But du jeu
Capturer tous les pions de l'adversaire, ou le bloquer pour qu'il ne puisse plus effectuer aucun coup légal.
Matériel
- Un damier de 10×10 cases, alternativement claires et foncées
- Le jeu se joue uniquement sur les 50 cases foncées
- 20 pions clairs et 20 pions foncés, disposés sur les 4 premières rangées de chaque joueur
La marche des pièces
- Les blancs (pièces claires) jouent toujours le premier coup.

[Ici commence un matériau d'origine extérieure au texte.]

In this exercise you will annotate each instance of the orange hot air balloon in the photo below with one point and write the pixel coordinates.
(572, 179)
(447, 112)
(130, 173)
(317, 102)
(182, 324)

- Un pion se déplace d'une case en diagonale, en avant uniquement, sur une case libre.
- Lorsqu'il atteint la dernière rangée, le pion est promu dame.
- Une dame se déplace, en avant ou en arrière, sur les cases libres successives de la diagonale qu'elle occupe (la « dame volante »). Elle peut s'arrêter sur n'importe quelle case libre de cette diagonale.
La prise
- La prise est obligatoire, qu'elle se présente en avant ou en arrière, pour un pion comme pour une dame.
- Un pion capture en sautant par-dessus une pièce adverse adjacente, à condition que la case suivante sur la même diagonale soit libre.
- Une dame capture une pièce adverse n'importe où sur sa diagonale, à condition qu'il y ait au moins une case libre juste derrière elle ; elle peut alors se poser sur n'importe laquelle de ces cases libres.
- Si, après une capture, la pièce se retrouve à nouveau en mesure de capturer, elle doit continuer : c'est la rafle.
- Au cours d'une rafle, il est interdit de sauter deux fois par-dessus la même pièce, ou de passer par-dessus une de ses propres pièces. Les pièces capturées ne sont retirées du damier qu'une fois la rafle terminée.
- Un pion qui ne fait que passer sur la dernière rangée au cours d'une rafle, sans s'y arrêter, reste un pion.
- Prise maximale obligatoire : si plusieurs rafles sont possibles, le joueur doit choisir celle qui capture le plus grand nombre de pièces (une dame ne compte pas plus qu'un pion). À nombre égal, le choix est libre.
Fin de partie égale (nulle)
- La position se répète une 3ᵉ fois, avec le même joueur au trait.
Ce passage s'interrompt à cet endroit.